The problem of authorship attribution has received attention both in the academic world (e.g. did Shakespeare or Marlowe write Edward III?) and outside (e.g. is this confession really the words of the accused or was it made up by someone else?). Previous studies by statisticians and literary scholars have sought "verbal habits" that characterize particular authors consistently. By and large, this has meant looking for distinctive rates of usage of specific marker words -- as in the classic study by Mosteller and Wallace of the Federalist Papers.

The present study is based on the premiss that authorship attribution is just one type of text classification and that advances in this area can be made by applying and adapting techniques from the field of machine learning.

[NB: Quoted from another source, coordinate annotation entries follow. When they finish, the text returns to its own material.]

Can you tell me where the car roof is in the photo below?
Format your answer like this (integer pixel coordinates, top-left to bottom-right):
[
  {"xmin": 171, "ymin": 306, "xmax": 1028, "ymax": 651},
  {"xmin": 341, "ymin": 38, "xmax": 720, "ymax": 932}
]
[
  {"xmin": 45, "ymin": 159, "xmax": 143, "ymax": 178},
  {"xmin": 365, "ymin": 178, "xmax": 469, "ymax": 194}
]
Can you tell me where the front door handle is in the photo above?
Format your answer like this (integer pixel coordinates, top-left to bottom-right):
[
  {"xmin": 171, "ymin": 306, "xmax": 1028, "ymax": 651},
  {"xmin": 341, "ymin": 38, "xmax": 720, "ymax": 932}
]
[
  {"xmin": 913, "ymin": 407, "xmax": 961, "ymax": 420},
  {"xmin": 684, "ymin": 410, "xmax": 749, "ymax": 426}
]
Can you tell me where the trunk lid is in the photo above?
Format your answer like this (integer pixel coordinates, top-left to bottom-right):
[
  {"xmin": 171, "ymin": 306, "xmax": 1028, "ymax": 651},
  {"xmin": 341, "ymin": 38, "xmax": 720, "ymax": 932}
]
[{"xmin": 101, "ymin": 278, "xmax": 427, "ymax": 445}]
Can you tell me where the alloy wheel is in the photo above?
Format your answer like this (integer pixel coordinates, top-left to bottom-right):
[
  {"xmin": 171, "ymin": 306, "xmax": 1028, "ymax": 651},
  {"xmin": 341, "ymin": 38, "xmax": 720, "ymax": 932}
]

Five different trainable text-classification systems are described, which differ from current stylometric practice in a number of ways, in particular by using a wider variety of marker patterns than customary and by seeking such markers automatically, without being told what to look for. A comparison of the strengths and weaknesses of these systems, when tested on a representative range of text-classification problems, confirms the importance of paying more attention than usual to alternative methods of representing distinctive differences between types of text.

The thesis concludes with suggestions on how to make further progress towards the goal of a fully automatic, trainable text-classification system.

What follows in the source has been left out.